Walking in town, some people spoke to us in English and showed us a small Guna museum. An artist showed his paintings. I pointed out that some woman on his paintings look like Chinese. He showed slanted eyes so we laughed. They were very proud that their most spiritual leader was born on this island and buried on a nearby island. According to a local person, Nele Kantule fought for revolution in 1925 to keep the Guna Yala. It is the 90th anniversary this year. We saw lots of the symbols of the revolution in town. Somehow, the symbol is same as the Buddhist symbol in Korea which is the other direction of Nazi symbol.
After asking some people, I was able to get a Panamanian simcard (4G Digicel) from a thatched-roof hut. When I visited the hut to buy a simcard, they were cooking lots of fish inside the hut. A lady brought me a simcard (US$1) and two US$5 refill cards (US$ 5.25/each). Activation instructions were written in Spanish. I managed to make it work. My activation is good up to 15 days with US$9.99. However, I am not sure what island I can have the internet connection on after here.
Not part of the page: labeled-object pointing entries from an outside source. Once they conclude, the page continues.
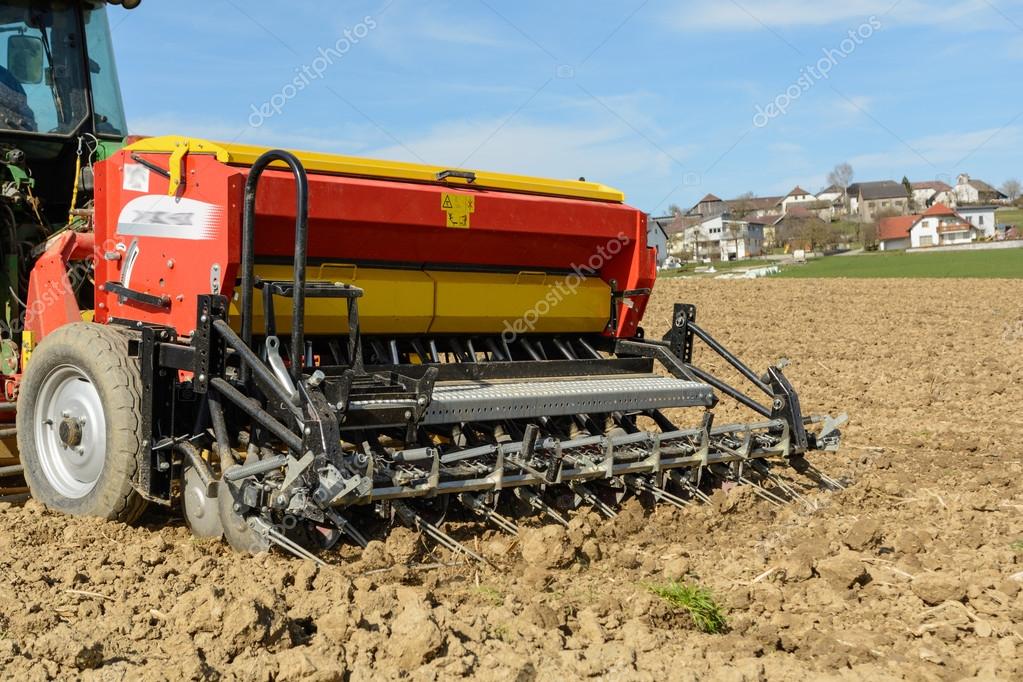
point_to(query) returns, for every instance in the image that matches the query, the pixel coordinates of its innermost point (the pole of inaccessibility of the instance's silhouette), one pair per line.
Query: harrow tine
(432, 531)
(693, 490)
(659, 493)
(789, 490)
(590, 497)
(477, 505)
(293, 547)
(347, 528)
(535, 501)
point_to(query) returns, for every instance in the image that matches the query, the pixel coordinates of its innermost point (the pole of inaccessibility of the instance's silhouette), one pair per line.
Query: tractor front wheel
(80, 423)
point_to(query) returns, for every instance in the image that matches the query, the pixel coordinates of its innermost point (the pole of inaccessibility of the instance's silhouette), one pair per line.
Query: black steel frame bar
(249, 254)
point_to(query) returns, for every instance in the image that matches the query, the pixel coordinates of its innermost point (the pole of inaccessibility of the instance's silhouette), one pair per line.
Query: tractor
(293, 347)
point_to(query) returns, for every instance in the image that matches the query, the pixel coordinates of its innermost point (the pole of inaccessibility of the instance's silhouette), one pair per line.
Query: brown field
(908, 574)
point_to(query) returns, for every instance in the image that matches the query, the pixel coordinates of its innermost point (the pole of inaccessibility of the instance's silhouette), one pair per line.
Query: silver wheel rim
(71, 432)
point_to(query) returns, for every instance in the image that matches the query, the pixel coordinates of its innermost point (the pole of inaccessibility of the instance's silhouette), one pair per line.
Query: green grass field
(985, 264)
(1010, 216)
(719, 267)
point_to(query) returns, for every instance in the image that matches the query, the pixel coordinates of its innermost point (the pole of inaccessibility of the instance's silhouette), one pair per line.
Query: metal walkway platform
(516, 400)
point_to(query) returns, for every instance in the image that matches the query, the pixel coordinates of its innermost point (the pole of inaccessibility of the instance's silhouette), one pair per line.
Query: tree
(869, 233)
(841, 177)
(734, 229)
(1012, 189)
(908, 191)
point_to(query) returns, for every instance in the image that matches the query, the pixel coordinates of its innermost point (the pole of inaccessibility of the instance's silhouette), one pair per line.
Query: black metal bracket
(680, 334)
(786, 406)
(468, 176)
(152, 167)
(210, 355)
(617, 298)
(125, 294)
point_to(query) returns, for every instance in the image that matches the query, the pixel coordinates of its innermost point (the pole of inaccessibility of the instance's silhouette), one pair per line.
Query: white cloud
(854, 104)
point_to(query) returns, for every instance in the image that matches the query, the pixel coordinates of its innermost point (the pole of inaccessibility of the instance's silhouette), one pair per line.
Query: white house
(797, 195)
(981, 217)
(938, 226)
(831, 193)
(928, 193)
(969, 190)
(722, 237)
(657, 236)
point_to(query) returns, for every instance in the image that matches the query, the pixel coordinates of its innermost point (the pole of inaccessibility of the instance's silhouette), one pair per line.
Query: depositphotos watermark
(564, 288)
(813, 74)
(308, 74)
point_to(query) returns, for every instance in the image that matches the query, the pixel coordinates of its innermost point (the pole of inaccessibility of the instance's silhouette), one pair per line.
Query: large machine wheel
(80, 423)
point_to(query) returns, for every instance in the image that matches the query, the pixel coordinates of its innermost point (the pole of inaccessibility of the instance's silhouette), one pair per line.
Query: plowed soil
(914, 572)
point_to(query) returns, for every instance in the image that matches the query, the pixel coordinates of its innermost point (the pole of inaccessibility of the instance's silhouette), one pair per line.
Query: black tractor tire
(95, 377)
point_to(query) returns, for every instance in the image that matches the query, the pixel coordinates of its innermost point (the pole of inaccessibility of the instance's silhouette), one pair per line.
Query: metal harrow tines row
(548, 476)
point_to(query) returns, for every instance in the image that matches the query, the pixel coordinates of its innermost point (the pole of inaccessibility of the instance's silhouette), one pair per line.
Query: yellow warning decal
(458, 208)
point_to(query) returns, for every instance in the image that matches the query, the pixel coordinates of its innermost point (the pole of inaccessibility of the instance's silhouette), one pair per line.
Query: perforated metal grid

The speed was too slow to check other than emails. The best time to use the internet is when everyone sleeps such as 2am or 4am. During daytime, I kept losing the connection. In the evening, I didn’t even get any connection. It is a 4G simcard but with maybe 2G speed when I have a connection. It seems the transmitter in the village can handle only 2G speed. It makes sense that it is too expensive to bring new technology to island.
***We wanted to visit the nearby river, Sugandi River by dinghy. There was a warning sign saying we needed to get permission from the village chief. We were directed by one village (Ustupu) to another village (Ogobsucun) to get the permission. The chief from Ogobsucun asked us pay for anchorage fee even though we paid to Ustupu village. We decided not to visit the river.